Universiti Malaysia Sarawak (UNIMAS) senior lecturer Dr Dzul Hadzwan Husaini said the six-sen reduction in RON95 to RM1.99 per litre is meaningful given fuel’s universal role in the economy.
“Fuel is a universal consumption item with strong pass-through effects on transport and logistics costs.
“The small savings at the pump free up household budgets for other essentials, slightly boosting consumption,” he told Sarawak Tribune.
He explained that this amounts to a ‘real income effect’, as households enjoy a marginal increase in purchasing power.
However, he stressed that structural drivers such as wage revisions, supply chain rigidities and global commodity volatility will continue to shape Malaysia’s inflation outlook beyond fuel prices alone.
On the 300-litre monthly cap, Dzul noted that it provides about RM600 worth of subsidised fuel at the current rate, which should cover the commuting needs of most urban households.
“For rural Malaysians, who often travel longer distances, the cap may bind more quickly.
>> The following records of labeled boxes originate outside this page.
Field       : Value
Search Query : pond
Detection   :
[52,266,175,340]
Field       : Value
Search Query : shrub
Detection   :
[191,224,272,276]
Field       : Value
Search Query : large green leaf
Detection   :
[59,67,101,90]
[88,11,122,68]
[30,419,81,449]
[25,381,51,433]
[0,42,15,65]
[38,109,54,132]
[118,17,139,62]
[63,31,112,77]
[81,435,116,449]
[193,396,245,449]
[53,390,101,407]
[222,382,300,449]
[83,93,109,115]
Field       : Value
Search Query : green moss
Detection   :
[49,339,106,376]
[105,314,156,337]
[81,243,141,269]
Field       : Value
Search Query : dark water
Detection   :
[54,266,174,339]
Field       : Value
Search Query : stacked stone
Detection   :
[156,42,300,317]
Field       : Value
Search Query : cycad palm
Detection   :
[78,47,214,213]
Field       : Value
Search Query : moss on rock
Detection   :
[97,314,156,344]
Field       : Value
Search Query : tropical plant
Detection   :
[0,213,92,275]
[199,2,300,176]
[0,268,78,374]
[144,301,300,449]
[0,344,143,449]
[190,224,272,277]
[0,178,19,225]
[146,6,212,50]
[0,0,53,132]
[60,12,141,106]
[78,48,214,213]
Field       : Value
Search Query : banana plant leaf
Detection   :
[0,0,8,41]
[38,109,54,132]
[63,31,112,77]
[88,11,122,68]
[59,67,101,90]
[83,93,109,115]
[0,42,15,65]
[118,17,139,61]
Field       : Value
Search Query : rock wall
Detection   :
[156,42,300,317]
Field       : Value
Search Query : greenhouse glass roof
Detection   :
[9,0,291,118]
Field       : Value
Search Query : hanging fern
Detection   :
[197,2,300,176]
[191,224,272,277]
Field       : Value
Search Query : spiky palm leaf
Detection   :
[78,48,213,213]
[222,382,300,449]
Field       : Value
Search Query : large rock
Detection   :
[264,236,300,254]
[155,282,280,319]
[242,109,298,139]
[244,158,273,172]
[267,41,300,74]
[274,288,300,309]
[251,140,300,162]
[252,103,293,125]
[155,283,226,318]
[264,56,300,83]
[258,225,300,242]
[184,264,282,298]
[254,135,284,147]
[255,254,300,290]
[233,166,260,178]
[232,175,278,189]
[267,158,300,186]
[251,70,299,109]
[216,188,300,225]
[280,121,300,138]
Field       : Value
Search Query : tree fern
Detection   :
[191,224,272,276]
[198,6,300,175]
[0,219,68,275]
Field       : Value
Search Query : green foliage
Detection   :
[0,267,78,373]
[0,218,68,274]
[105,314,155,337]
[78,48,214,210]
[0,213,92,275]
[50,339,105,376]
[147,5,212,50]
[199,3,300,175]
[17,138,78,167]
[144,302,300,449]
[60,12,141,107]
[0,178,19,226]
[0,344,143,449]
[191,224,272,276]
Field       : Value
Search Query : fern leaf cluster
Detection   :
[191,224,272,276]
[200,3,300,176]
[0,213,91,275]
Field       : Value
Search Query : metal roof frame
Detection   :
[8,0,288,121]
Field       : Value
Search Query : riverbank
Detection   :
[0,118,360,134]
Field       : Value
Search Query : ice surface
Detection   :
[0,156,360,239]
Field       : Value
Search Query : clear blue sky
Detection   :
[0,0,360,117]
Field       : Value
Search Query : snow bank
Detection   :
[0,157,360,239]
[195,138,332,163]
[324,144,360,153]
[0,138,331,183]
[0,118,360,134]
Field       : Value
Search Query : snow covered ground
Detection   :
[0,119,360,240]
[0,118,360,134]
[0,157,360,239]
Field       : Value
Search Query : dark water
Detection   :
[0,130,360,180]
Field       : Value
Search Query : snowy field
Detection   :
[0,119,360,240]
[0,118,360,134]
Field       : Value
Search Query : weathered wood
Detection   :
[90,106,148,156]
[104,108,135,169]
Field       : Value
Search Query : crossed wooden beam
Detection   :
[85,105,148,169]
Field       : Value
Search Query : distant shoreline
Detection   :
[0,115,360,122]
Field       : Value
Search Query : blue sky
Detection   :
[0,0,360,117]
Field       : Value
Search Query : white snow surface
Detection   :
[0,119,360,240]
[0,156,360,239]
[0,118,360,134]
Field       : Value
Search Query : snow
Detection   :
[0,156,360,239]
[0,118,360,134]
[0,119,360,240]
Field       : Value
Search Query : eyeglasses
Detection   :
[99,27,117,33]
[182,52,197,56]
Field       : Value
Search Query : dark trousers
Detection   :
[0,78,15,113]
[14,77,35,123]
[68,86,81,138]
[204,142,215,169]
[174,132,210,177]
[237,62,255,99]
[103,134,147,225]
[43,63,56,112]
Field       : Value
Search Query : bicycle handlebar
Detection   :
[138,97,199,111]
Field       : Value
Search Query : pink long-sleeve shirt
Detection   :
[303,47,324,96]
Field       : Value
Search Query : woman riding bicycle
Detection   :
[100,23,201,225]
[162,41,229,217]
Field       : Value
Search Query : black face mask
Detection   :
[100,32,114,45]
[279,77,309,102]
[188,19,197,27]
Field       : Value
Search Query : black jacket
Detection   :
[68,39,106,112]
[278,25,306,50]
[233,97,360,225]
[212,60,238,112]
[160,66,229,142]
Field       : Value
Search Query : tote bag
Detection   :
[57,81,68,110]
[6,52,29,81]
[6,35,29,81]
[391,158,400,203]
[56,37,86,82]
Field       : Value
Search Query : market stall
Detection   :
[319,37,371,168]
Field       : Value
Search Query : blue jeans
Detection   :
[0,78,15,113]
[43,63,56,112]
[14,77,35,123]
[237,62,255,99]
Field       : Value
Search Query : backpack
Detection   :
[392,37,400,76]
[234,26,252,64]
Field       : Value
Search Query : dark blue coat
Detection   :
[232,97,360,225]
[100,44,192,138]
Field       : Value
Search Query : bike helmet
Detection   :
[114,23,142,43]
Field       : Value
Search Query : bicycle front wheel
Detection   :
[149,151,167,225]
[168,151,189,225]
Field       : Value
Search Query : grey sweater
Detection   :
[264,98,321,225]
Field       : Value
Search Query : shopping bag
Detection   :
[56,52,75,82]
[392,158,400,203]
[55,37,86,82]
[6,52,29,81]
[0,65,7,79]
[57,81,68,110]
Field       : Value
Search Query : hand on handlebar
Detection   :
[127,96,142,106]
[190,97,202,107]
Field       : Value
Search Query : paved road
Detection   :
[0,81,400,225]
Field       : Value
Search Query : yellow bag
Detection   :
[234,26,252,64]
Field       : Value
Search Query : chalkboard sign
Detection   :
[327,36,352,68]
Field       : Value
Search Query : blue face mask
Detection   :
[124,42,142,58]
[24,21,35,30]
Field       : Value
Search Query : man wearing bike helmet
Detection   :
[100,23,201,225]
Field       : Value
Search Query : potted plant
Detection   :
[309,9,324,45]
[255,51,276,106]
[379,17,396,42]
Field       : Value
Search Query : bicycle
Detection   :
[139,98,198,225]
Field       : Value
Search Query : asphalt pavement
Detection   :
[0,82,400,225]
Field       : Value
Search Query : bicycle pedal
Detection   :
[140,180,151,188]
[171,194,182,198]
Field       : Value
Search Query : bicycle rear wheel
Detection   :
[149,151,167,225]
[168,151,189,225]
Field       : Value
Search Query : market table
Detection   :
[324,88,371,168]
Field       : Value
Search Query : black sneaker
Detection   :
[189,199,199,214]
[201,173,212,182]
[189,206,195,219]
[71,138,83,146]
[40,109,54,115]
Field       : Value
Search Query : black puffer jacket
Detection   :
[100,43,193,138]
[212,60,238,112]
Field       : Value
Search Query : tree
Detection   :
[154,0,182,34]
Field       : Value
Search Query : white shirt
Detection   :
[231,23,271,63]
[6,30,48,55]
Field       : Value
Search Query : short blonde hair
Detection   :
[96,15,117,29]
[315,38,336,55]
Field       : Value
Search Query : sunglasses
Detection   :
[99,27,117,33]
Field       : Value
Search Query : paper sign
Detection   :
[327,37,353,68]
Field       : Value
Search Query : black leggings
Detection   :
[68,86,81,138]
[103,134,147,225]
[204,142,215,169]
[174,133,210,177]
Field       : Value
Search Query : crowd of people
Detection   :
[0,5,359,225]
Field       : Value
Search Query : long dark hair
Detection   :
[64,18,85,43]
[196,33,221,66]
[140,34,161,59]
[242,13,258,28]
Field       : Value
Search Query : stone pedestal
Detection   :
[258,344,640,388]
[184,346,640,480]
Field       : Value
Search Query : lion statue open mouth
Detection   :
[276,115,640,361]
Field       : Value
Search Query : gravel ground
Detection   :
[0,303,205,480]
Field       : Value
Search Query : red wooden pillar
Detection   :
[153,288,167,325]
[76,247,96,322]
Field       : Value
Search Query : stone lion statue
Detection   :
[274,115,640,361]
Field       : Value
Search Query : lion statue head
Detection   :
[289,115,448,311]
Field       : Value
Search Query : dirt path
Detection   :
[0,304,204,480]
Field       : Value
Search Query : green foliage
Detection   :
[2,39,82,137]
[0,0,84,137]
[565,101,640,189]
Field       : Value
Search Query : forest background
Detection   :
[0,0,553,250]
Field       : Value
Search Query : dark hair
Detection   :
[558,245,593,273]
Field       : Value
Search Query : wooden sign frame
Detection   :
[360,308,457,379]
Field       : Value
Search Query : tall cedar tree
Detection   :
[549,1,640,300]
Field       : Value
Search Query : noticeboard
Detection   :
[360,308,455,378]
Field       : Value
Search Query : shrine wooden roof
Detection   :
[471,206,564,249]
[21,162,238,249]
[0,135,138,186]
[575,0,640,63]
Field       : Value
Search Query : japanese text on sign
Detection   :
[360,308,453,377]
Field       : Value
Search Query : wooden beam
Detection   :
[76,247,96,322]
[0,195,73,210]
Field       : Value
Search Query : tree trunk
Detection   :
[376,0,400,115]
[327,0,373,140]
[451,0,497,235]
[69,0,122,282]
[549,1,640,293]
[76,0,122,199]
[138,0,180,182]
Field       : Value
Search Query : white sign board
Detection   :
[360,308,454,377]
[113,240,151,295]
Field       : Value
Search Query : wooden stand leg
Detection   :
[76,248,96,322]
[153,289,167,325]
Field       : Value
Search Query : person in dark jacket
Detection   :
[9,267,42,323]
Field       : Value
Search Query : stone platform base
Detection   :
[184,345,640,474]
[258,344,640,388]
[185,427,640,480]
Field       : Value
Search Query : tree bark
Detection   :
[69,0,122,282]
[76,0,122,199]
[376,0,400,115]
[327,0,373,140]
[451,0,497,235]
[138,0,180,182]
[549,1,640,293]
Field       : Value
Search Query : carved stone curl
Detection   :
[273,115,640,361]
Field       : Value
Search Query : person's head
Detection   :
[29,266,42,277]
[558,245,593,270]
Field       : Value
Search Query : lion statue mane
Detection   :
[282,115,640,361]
“Still, since the entitlement is per individual rather than per household, multi-driver households gain some protection,” he said.
He added that the ceiling helps curb overconsumption and limits moral hazard, while even the unsubsidised rate of RM2.60 per litre keeps Malaysia regionally competitive.
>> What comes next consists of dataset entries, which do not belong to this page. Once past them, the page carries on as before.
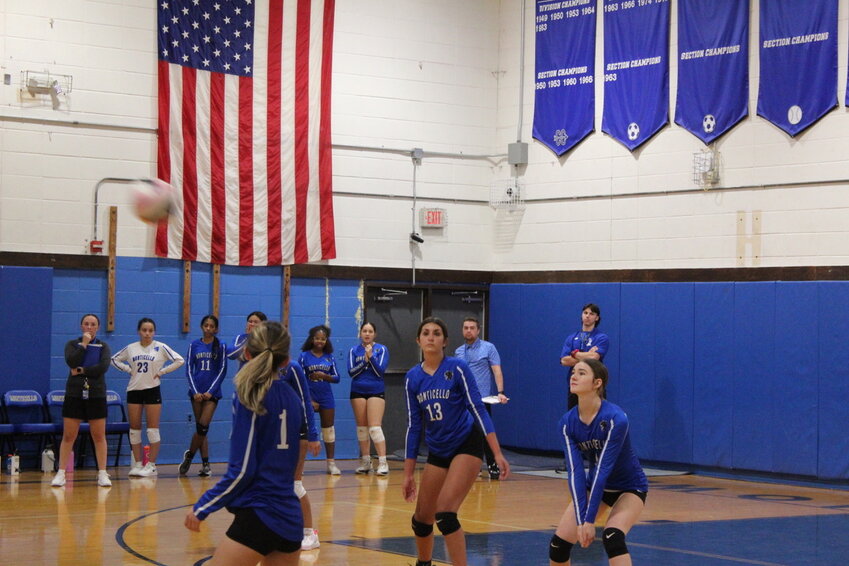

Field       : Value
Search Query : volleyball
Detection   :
[133,179,174,223]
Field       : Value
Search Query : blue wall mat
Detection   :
[718,282,781,470]
[490,282,849,480]
[767,281,819,476]
[652,283,695,464]
[487,285,520,446]
[611,283,665,460]
[692,283,738,468]
[812,281,849,480]
[0,266,52,394]
[488,283,620,450]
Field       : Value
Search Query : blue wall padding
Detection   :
[728,282,780,470]
[812,282,849,479]
[692,283,737,468]
[0,266,52,394]
[11,258,849,480]
[489,282,849,480]
[652,283,695,463]
[766,282,819,476]
[616,283,662,462]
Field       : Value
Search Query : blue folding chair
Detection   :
[0,404,15,454]
[3,389,54,466]
[106,389,130,466]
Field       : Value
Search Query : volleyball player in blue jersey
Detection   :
[112,318,185,477]
[179,314,227,477]
[280,360,321,550]
[348,322,389,476]
[227,311,268,368]
[298,324,342,476]
[549,359,648,566]
[185,322,303,566]
[402,317,510,566]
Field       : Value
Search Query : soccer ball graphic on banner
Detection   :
[787,104,802,126]
[132,179,175,224]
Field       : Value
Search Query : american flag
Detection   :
[156,0,336,265]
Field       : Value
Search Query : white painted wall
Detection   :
[0,0,499,270]
[0,0,849,270]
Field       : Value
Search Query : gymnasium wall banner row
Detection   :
[533,0,838,156]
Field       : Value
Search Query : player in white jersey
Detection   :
[112,318,185,477]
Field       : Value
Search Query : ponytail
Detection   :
[235,321,291,415]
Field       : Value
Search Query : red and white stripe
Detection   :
[156,0,336,265]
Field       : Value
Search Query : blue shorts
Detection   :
[310,381,336,409]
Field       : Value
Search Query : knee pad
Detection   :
[548,534,573,564]
[357,426,368,442]
[147,428,160,444]
[601,528,628,558]
[413,515,433,538]
[368,426,386,444]
[436,511,460,536]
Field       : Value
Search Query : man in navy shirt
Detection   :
[560,303,610,409]
[454,317,510,480]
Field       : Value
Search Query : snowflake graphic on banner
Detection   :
[554,130,569,145]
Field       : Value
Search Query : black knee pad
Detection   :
[413,515,433,538]
[601,528,628,558]
[436,511,460,536]
[548,535,573,564]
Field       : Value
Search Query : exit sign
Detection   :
[419,208,448,228]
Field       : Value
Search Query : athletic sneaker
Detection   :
[97,470,112,487]
[50,470,65,487]
[489,462,501,480]
[327,460,342,476]
[301,529,321,550]
[180,450,194,476]
[136,462,159,478]
[354,456,371,474]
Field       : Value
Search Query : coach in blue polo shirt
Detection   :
[454,316,510,480]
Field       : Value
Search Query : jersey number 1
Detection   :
[277,409,289,450]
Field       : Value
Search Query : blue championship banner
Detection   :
[601,0,669,151]
[758,0,837,136]
[534,0,596,156]
[675,0,749,144]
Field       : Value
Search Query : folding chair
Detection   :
[3,389,54,468]
[0,404,15,454]
[106,390,130,466]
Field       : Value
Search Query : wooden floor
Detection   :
[0,462,849,566]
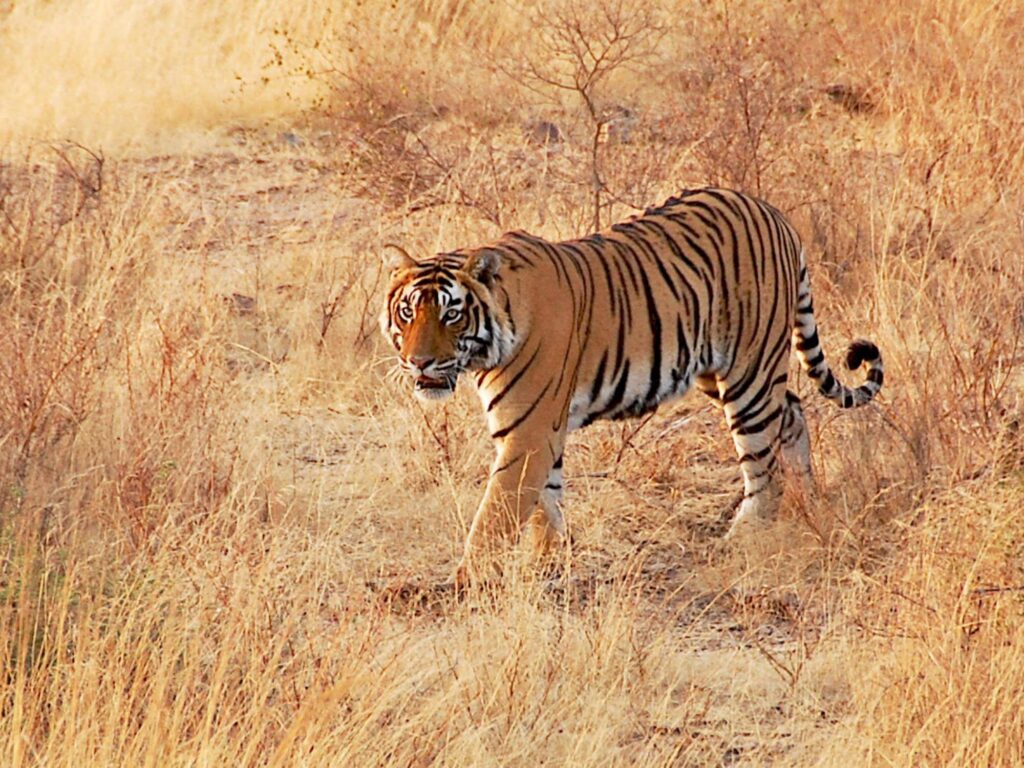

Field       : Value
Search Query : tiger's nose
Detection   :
[409,354,434,371]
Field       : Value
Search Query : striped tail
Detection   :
[793,253,885,408]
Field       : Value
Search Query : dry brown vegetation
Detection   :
[0,0,1024,766]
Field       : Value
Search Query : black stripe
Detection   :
[490,381,551,440]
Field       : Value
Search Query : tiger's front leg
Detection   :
[455,441,561,586]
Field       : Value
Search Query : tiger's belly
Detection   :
[568,367,695,431]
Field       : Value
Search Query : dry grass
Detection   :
[0,0,1024,766]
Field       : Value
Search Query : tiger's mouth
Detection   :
[413,376,455,400]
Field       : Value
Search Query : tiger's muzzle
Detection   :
[402,357,462,400]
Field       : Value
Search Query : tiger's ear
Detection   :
[462,250,502,286]
[381,243,418,272]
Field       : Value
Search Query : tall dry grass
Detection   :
[0,0,1024,766]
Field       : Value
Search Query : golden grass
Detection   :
[0,0,1024,766]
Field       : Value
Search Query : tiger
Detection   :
[380,187,884,583]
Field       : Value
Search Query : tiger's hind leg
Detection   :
[719,372,787,539]
[779,390,814,493]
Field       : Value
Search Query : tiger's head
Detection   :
[380,246,514,400]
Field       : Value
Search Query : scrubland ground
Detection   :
[0,0,1024,766]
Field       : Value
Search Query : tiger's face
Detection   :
[381,247,511,400]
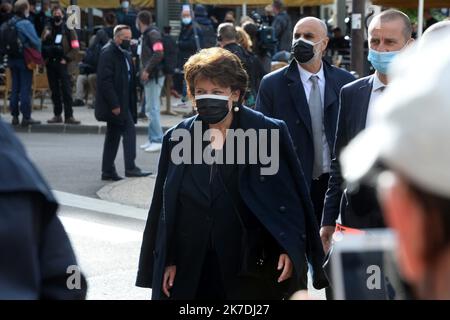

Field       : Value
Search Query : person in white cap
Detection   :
[320,10,413,251]
[341,32,450,299]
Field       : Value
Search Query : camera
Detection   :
[250,11,277,53]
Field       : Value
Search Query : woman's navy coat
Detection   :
[136,107,328,299]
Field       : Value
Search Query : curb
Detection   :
[12,124,170,135]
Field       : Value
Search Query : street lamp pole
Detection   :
[417,0,424,38]
[351,0,366,77]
He described BUDI95 as a significant step in moving from blanket subsidies to targeted assistance, likening it to an energy coupon system that is more equitable and efficient.
“For sustainability, the 300-litre threshold must be periodically reviewed in line with commuting patterns, fuel efficiency and income levels. A static threshold risks becoming regressive over time,” he said.
He warned that fiscal risks remain.
“If global oil prices surge, the gap between subsidised and market prices will widen, straining government finances and complicating budget planning unless backed by reforms such as carbon or fuel taxes,” he said.
He added that cross-border fuel trade is another concern.
He said that while foreign users are excluded from subsidies, they may still buy at Malaysia’s market rate, which is lower than in Thailand.
“This generates spillover benefits for local retail economies in border areas, but it may also sustain incentives for fuel smuggling if enforcement is weak,” he said.